Ele não se apresenta como a vítima da violação. Mais até, diz-se agredido por médicos e polícias que se apropriaram dos factos e os reconstruíram ao pretenderem exercer autoridade, e nem se proibiram de lhe dizer que a violação pode ser uma experiência de quase-morte e nem disfarçaram que não precisavam de saber detalhes do sucedido para logo classificarem Reda como mais um “árabe” criminoso, porque para estes polícias quem quer que viva para lá de Espanha é “árabe” – portugueses e gregos, se não os próprios espanhóis.
O autor repudia as “autoridades” e afasta-se do que seria um discurso óbvio e simpático.
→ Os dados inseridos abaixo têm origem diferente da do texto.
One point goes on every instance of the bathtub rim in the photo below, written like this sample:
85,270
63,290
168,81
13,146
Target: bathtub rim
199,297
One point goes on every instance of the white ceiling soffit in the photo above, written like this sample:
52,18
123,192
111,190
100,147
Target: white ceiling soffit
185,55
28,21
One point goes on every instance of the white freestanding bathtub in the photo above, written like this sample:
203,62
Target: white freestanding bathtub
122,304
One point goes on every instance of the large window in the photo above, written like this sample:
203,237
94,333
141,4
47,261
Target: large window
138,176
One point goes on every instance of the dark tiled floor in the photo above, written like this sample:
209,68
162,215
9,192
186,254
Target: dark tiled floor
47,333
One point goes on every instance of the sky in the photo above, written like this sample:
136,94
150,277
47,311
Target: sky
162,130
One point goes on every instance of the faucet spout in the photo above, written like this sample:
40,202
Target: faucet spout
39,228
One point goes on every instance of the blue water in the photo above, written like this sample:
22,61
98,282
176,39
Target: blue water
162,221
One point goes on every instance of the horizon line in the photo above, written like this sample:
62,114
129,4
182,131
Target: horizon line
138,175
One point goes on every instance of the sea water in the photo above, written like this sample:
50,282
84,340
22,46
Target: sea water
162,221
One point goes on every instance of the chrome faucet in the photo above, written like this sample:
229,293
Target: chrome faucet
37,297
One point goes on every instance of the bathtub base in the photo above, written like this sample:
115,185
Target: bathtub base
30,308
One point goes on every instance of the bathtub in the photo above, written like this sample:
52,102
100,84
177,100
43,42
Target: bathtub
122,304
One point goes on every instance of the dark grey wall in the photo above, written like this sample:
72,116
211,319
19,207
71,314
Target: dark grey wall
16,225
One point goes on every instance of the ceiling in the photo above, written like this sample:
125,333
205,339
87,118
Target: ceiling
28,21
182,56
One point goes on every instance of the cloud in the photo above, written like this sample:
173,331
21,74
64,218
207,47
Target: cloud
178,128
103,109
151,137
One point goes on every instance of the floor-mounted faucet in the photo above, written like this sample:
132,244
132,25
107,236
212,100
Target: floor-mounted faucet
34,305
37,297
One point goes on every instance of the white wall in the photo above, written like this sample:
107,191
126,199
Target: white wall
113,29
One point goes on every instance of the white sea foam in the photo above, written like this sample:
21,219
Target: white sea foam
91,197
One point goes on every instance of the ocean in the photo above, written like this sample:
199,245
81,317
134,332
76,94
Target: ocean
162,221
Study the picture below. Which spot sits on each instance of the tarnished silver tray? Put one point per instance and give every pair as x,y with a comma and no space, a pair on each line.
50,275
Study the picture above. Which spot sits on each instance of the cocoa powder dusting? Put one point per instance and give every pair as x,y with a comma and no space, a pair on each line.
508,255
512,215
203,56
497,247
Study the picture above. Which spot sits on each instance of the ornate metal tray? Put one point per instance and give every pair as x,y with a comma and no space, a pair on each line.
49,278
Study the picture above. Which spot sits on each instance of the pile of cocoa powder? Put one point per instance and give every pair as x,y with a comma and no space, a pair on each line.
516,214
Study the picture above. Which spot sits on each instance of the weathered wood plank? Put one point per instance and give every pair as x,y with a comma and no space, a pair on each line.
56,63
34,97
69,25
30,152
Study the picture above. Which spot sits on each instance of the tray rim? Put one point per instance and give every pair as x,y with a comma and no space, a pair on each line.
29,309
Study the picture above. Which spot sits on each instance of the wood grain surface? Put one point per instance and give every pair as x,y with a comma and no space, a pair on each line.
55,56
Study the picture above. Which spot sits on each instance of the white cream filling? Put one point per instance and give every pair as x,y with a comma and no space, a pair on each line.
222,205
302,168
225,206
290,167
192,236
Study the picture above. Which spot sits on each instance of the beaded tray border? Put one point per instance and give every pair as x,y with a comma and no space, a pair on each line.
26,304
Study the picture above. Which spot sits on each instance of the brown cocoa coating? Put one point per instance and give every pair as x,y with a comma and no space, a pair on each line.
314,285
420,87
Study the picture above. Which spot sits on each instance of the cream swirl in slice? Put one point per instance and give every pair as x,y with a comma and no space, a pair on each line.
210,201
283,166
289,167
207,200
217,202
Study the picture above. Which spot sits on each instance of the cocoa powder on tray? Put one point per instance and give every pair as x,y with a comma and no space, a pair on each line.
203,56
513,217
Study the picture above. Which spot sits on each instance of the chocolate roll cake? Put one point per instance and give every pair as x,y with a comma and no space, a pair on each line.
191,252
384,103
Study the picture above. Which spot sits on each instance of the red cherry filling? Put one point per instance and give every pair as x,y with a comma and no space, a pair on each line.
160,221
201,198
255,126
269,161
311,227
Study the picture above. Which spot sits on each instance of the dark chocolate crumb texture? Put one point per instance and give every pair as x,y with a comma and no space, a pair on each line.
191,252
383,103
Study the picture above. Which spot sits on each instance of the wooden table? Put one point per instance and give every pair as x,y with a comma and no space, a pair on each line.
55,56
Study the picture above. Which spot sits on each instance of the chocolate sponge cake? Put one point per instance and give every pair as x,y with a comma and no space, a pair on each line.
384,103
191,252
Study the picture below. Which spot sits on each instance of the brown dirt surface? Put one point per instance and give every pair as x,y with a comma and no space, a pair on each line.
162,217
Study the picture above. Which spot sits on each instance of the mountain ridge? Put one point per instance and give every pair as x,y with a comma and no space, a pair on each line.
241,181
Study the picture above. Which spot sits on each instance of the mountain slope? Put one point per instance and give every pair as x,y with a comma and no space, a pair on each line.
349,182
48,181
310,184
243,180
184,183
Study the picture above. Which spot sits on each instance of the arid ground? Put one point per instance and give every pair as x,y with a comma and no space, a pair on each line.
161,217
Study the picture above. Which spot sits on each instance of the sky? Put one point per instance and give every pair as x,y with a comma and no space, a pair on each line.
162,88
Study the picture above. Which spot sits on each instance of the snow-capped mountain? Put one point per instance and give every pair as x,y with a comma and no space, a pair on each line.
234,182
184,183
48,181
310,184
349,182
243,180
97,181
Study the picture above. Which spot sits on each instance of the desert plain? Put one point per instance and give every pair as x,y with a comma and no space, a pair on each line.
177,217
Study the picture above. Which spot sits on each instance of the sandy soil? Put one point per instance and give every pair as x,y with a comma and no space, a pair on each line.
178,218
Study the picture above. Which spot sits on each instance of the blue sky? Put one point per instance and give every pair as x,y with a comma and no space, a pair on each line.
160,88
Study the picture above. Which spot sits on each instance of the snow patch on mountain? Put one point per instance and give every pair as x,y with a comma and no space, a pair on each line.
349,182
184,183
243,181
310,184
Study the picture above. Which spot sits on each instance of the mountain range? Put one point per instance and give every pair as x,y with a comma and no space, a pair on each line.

Procura no comportamento do violador alguma espécie de efeito da dominação, o mesmo exercício do primeiro romance em relação à família, descrita como opressora por viver ela própria tiranizada na pobreza. Assume alguma co-responsabilidade pela violação, o que é matéria para longo debate neste tempo em que abuso sexual, violação e consentimento são temas que nos agitam.